Popwissenschaft:Sand im Wohnzimmer

Jimi Hendrix

Juni 1967, Jimi Hendrix beim Monterey Pop Festival. Im Beitrag des Sammelbandes über Jimi Hendrix herrscht demonstrative Farbenblindheit: Dass Hendrix Afroamerikaner war, wird nicht erwähnt.

(Foto: Bruce Fleming/AP Images)

Dösen Sie schön? Ein Buch über das eigentlich doch sehr aufregende Pop-Jahr 1967 offenbart Lücken und blinde Flecken - auch so geht Domestizierung durch Aneignung.

Von Jan Kedves

Akademisch über Pop zu schreiben galt lange als Widerspruch. Es kann auch heute noch einer sein. Nimmt man den Sammelband "Younger Than Yesterday - 1967 als Schaltjahr des Pop" zur Hand, sollte man die darin thematisierte Musik sehr, sehr laut aufdrehen, um die sedierende Wirkung der Lektüre auszugleichen.
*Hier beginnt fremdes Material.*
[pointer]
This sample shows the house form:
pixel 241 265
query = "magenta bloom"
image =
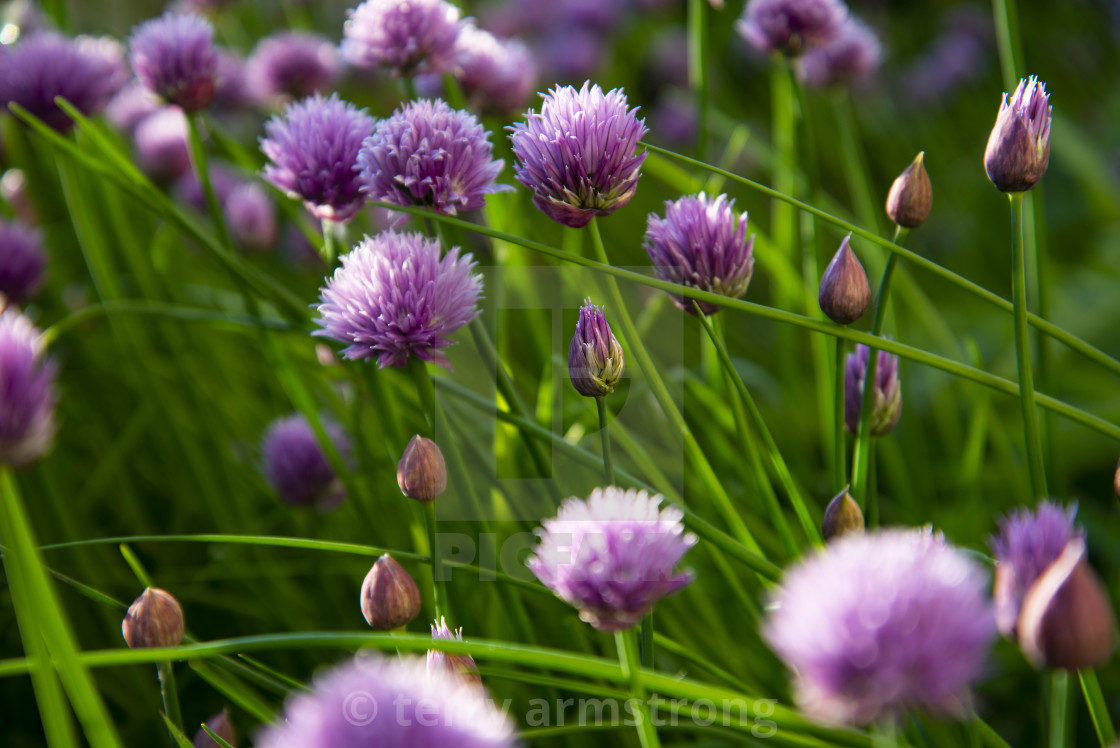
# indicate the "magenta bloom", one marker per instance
pixel 791 26
pixel 887 405
pixel 428 153
pixel 613 555
pixel 86 72
pixel 393 297
pixel 22 262
pixel 297 468
pixel 579 153
pixel 703 244
pixel 373 700
pixel 313 149
pixel 406 36
pixel 877 624
pixel 27 391
pixel 174 56
pixel 291 66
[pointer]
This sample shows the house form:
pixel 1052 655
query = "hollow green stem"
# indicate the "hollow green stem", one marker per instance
pixel 1023 352
pixel 608 468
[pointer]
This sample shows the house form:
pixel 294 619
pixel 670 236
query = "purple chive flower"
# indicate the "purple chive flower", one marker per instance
pixel 578 155
pixel 882 623
pixel 1018 148
pixel 1028 542
pixel 407 36
pixel 613 555
pixel 86 72
pixel 22 262
pixel 595 357
pixel 174 56
pixel 27 391
pixel 297 468
pixel 393 298
pixel 854 54
pixel 703 244
pixel 313 147
pixel 291 66
pixel 428 153
pixel 791 26
pixel 373 700
pixel 887 405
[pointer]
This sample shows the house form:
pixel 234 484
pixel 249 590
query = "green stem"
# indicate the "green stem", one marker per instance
pixel 1098 708
pixel 608 468
pixel 631 664
pixel 1023 352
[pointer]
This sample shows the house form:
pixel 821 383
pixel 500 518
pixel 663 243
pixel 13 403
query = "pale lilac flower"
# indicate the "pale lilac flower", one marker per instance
pixel 27 391
pixel 791 26
pixel 579 153
pixel 174 56
pixel 296 466
pixel 290 66
pixel 22 262
pixel 406 36
pixel 313 149
pixel 887 402
pixel 86 72
pixel 393 297
pixel 429 155
pixel 882 623
pixel 613 555
pixel 701 243
pixel 595 357
pixel 373 700
pixel 1018 148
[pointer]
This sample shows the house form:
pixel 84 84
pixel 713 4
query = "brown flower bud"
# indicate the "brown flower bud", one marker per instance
pixel 1066 619
pixel 421 474
pixel 155 619
pixel 845 291
pixel 911 196
pixel 841 516
pixel 390 596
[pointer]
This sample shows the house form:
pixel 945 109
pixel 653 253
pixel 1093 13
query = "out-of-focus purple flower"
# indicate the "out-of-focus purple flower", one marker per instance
pixel 613 555
pixel 174 56
pixel 290 66
pixel 313 149
pixel 160 141
pixel 703 244
pixel 252 217
pixel 595 357
pixel 27 391
pixel 297 468
pixel 393 297
pixel 882 623
pixel 887 404
pixel 86 72
pixel 428 153
pixel 22 262
pixel 854 54
pixel 462 666
pixel 579 153
pixel 378 701
pixel 407 36
pixel 1018 148
pixel 791 26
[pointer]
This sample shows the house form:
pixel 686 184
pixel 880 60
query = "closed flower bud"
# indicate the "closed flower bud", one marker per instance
pixel 841 516
pixel 845 291
pixel 1066 619
pixel 390 597
pixel 421 474
pixel 911 195
pixel 155 619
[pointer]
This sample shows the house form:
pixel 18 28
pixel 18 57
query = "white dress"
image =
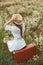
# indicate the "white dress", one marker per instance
pixel 18 42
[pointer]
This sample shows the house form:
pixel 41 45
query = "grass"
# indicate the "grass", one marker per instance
pixel 32 12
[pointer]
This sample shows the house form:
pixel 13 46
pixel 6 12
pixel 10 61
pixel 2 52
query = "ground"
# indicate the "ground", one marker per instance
pixel 32 12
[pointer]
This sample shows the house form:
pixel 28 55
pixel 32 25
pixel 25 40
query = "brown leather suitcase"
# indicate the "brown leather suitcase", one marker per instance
pixel 25 54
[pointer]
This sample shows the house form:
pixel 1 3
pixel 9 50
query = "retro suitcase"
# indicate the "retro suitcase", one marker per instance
pixel 25 54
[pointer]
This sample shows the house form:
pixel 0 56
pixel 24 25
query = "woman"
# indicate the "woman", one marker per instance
pixel 18 32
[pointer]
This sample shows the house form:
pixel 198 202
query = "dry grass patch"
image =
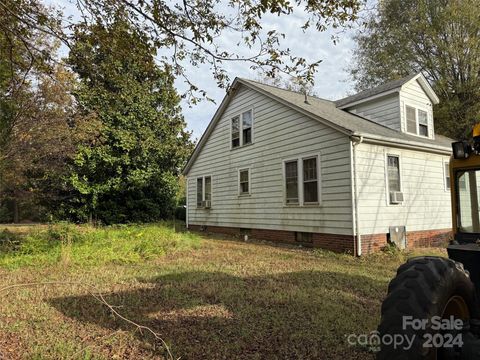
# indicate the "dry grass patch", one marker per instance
pixel 218 300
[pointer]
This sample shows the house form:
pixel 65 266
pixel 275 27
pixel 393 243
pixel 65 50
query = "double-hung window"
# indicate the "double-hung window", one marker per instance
pixel 236 131
pixel 417 121
pixel 241 129
pixel 393 177
pixel 302 181
pixel 204 191
pixel 446 169
pixel 244 182
pixel 291 182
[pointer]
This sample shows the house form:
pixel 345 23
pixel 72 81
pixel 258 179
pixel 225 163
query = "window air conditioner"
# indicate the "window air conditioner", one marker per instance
pixel 396 197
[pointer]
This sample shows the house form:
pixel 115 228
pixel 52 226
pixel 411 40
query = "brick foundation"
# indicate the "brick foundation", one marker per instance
pixel 415 239
pixel 335 242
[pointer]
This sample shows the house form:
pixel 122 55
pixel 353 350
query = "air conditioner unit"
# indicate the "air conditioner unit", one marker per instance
pixel 396 197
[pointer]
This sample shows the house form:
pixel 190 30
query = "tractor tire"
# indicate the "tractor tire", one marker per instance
pixel 423 288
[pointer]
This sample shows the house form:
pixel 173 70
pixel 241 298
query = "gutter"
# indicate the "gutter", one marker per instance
pixel 356 140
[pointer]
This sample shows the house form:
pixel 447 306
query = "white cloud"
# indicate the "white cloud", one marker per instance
pixel 331 81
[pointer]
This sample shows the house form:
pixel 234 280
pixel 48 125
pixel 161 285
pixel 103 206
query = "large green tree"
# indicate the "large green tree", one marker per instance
pixel 130 173
pixel 190 33
pixel 25 61
pixel 441 39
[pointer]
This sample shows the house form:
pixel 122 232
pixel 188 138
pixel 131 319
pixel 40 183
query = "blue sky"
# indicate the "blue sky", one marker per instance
pixel 331 82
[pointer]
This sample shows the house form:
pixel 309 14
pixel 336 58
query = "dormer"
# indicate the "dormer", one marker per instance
pixel 404 105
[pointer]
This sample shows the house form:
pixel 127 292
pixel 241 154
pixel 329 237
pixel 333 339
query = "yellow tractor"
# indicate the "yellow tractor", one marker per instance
pixel 432 309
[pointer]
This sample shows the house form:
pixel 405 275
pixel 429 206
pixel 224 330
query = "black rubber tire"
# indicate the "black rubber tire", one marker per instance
pixel 421 289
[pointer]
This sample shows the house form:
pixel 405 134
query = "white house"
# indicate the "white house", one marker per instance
pixel 348 175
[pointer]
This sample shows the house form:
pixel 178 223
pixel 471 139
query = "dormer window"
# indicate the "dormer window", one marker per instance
pixel 242 129
pixel 417 121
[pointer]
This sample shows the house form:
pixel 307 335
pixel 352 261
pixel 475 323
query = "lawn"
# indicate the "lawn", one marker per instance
pixel 207 298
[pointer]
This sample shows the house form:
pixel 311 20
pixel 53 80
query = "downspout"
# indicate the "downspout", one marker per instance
pixel 186 201
pixel 356 140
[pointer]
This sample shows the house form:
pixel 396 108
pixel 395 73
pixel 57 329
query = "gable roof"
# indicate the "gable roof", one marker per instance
pixel 326 112
pixel 386 89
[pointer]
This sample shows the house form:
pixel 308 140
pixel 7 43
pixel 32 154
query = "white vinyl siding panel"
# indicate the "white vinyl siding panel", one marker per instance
pixel 384 110
pixel 426 204
pixel 413 95
pixel 281 133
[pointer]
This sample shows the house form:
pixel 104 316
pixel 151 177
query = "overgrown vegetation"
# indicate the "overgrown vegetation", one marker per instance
pixel 223 300
pixel 68 244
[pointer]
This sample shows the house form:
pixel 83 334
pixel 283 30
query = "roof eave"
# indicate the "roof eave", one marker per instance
pixel 414 145
pixel 297 108
pixel 426 87
pixel 370 98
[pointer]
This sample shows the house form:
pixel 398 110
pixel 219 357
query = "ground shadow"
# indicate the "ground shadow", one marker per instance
pixel 213 315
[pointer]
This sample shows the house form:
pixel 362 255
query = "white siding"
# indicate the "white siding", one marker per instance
pixel 278 133
pixel 426 201
pixel 413 95
pixel 384 110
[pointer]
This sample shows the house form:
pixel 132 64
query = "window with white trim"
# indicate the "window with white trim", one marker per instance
pixel 393 175
pixel 247 119
pixel 303 171
pixel 244 182
pixel 204 190
pixel 310 180
pixel 446 169
pixel 236 131
pixel 242 129
pixel 291 182
pixel 417 121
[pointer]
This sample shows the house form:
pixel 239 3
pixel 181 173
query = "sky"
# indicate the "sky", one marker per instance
pixel 331 82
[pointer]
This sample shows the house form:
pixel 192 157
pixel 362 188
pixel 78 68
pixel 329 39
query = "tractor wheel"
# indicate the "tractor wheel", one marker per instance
pixel 425 287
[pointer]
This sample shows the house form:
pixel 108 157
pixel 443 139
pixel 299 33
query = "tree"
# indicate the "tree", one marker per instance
pixel 23 61
pixel 439 38
pixel 130 174
pixel 189 32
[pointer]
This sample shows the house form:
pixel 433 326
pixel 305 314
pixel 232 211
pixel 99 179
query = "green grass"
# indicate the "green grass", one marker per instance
pixel 87 246
pixel 208 298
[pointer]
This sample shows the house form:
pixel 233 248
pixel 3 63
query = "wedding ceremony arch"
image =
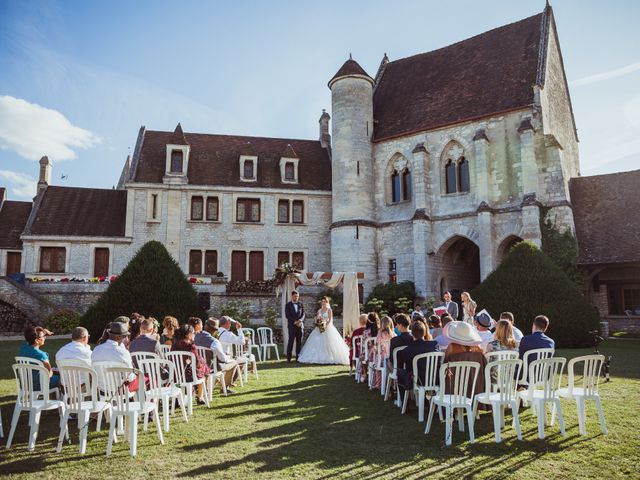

Gewiss, wissenschaftliche Pop-Exegese muss aus der benutzten Sprache nicht unbedingt selbst Pop machen, so wie es im deutschen Sprachraum Diedrich Diederichsen oder Rainald Goetz getan haben. An sich ist es eine schöne Idee, jedem einzelnen Pop-Jahr sein eigenes Buch zu widmen und damit Jon Savages jüngstem Werk "1966: The Year The Decade Exploded" - es behandelt die Teenage-Kultur, LSD, die Beach Boys, Andy Warhol, die Effekte von Motown in Großbritannien, die Schwulenbewegung, im Grunde eben das große Ganze - ein paar deutsche Aufsätze über das Folgejahr zur Seite zu stellen. Aber wenn schon der erste Satz lautet: "Am 1. Juni 1967 erscheint das achte Album der Beatles", und der zweite Satz "Sgt. Pepper's" zitiert: "It was twenty years ago today", dann weiß man: Die Autoren haben es sehr mit Zahlen, aber nicht so mit spannendem Formulieren.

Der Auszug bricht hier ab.